Das Projekt Inwest hat die Reduktion des Verkehrsaufkommens im Bereich des Waren- und Güterverkehrs der Postlogistik durch eine Verbesserung der Zulaufsteuerung auf Basis innovativer logistischer Informations-, Planungs- und Steuerungsverfahren, den Einsatz neuer Technologien zur Identifikation und Ortung von Wechselbrücken sowie durch geeignete Softwaresysteme zu deren Umsetzung zum Ziel.
Es wird ein Entscheidungssystem entwickelt, mit dem die Nutzer in der Lage sind ihre Tourenplanung zu optimieren, unter Berücksichtigung der Verkehrsvermeidung.
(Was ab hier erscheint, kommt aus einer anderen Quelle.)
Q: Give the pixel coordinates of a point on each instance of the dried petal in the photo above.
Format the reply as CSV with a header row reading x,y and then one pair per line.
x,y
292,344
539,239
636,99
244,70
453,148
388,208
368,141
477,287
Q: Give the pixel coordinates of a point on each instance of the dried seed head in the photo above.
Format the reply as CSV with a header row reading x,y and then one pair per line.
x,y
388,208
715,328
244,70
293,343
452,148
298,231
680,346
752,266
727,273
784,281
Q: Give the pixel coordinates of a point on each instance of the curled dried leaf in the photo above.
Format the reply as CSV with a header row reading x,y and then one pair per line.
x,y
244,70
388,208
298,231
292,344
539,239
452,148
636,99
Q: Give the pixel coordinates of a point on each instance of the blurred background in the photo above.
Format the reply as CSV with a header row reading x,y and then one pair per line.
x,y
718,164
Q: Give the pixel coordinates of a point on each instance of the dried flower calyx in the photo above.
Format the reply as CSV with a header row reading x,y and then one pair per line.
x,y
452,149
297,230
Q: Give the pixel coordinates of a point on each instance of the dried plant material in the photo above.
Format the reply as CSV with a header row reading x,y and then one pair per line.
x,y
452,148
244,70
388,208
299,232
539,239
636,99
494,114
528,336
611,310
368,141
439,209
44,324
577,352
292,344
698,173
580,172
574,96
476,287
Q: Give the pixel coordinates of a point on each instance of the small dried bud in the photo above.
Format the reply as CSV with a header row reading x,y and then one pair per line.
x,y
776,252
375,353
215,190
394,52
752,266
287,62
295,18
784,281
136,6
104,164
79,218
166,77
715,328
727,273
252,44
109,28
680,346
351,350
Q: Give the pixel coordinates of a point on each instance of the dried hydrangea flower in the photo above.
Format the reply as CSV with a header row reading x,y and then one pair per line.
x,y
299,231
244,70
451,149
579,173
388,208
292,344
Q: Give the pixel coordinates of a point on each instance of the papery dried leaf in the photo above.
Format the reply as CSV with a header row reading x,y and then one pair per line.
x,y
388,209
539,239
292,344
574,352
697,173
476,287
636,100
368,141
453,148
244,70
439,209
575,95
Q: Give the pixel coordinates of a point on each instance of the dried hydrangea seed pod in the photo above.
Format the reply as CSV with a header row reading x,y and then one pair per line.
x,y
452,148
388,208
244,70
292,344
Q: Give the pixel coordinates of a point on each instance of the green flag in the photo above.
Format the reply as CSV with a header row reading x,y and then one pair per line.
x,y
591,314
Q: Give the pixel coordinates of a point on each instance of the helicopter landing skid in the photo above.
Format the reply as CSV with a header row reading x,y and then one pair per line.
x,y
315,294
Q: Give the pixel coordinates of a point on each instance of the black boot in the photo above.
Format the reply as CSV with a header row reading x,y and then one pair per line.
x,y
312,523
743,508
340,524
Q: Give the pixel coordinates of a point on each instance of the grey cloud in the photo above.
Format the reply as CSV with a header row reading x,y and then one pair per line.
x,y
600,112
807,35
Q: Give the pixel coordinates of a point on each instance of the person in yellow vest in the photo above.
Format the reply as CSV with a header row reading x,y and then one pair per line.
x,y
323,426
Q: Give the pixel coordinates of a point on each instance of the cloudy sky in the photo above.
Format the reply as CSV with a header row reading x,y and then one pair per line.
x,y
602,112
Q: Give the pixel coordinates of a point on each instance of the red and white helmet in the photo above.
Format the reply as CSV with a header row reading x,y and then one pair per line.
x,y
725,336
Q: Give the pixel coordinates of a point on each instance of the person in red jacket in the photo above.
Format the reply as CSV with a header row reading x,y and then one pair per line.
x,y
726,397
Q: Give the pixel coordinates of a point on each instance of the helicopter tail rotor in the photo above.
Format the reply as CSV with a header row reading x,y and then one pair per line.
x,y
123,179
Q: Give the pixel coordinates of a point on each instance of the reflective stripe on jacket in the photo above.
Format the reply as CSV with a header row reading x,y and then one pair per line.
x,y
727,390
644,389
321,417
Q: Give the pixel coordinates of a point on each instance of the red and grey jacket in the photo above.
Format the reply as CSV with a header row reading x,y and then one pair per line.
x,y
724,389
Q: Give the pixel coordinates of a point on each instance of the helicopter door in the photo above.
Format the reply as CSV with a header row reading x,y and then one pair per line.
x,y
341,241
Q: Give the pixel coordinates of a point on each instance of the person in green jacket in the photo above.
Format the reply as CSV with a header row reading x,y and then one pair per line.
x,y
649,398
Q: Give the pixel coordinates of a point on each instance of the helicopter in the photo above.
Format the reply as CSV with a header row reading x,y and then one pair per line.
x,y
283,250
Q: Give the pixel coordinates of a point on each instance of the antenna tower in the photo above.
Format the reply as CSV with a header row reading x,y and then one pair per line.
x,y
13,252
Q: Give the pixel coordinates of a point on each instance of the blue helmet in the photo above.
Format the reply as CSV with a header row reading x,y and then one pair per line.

Dabei sollen neue Ortungs- und Kommunikationssysteme an Wechselbrücken zum Einsatz kommen. Eine wichtige Aufgabe ist dabei die Konzeption und Entwicklung der sog. Ortungsbox und die für die Planung und Steuerung erforderliche Software, die sog. Middleware. Die Planungssicherheit im kombinierten Verkehr soll erhöht und die Transporteinheiten besser genutzt werden.
Projektbeschreibung
Projektziel
Lösungsansatz
Ein wesentliches Potential des Forschungsvorhabens liegt in der Verknüpfung vorhandener Technologien sowie wissenschaftlicher Methoden. Im Rahmen von INWEST erfolgt die Konzeption und Entwicklung von Ortungs- und Kommunikationstechnologien sowie einer Software zur optimierten Planung - und Steuerung im Umfeld der Wechselbrücken. Dabei wird nach einer effizienten Verknüpfung der Technologien gesucht sowie eine Software, welche die logistischen Zielgrößen für die Planung und Steuerung berücksichtigt. Das ganze System nennt sich „Intelligente Wechselbrückensteuerung“. Eine besondere Bedeutung kommt einem kleinen Modul zu, das in die Wechselbrücke eingebaut wird. Die kleine, unauffällige Box enthält ein Ortungs- und Kommunikationsmodul. Eine Evaluierung des Systems erfolgt in den Pilot- und Feldtests Mitte 2009.
Umsetzungskonzept
Ziel von INWEST ist es, die intelligente Wechselbrückensteuerung für die Branchen der KEP Logistik und der Kontraktlogistik anzuwenden. Es soll das entwickelte Verfahren in zwei Anwendungsszenarien erprobt werden und im Rahmen von Pilot- und Feldtests die Verkehrseffekte (Straßengütertransport) insgesamt quantifiziert werden. Langfristig soll INWEST zu einer Vermeidung des Verkehrsaufkommens führen und eine branchenübergreifende Methodik zum Ziel haben. Ein besonderer Schwerpunkt liegt in der Durchführung der Tests, um Realdaten für die Evaluierung der entwickelten Systemelemente zu gewinnen.
erwartete Ergebnisse
Ein wesentliches Ergebnis des INWEST Projektes wird eine sog. Blackbox zur Ortung und Identifikation von Wechselbehältern sein. Die daraus generierten Geokoordinaten werden von der sog. Middleware aufgenommen und intelligent verarbeitet, so dass daraus eine Optimierung in der Planung und Steuerung resultiert. Dieses Softwaresystem ist für die Datenaufnahme sowie die Weitergabe an die operativen Systeme zuständig, um eine verbesserte Disposition zu realisieren und so eine Verkehrsvermeidung nachhaltig zu verwirklichen. Die wesentlichen INWEST Produkte (Blackbox und Middleware) sind nicht ausschließlich in der Postlogistik anwendbar. Das INWEST System kann in weiteren logistikorientierten Branchen Anwendung finden, so z.B. in der Automobillogistik und Luftfahrtindustrie. Überall dort wo logistische Ladungsträger eine wichtige Rolle für den Transport spielen kann das INWEST Produkt zum Einsatz kommen und einen Beitrag zur Verkehrsvermeidung leisten.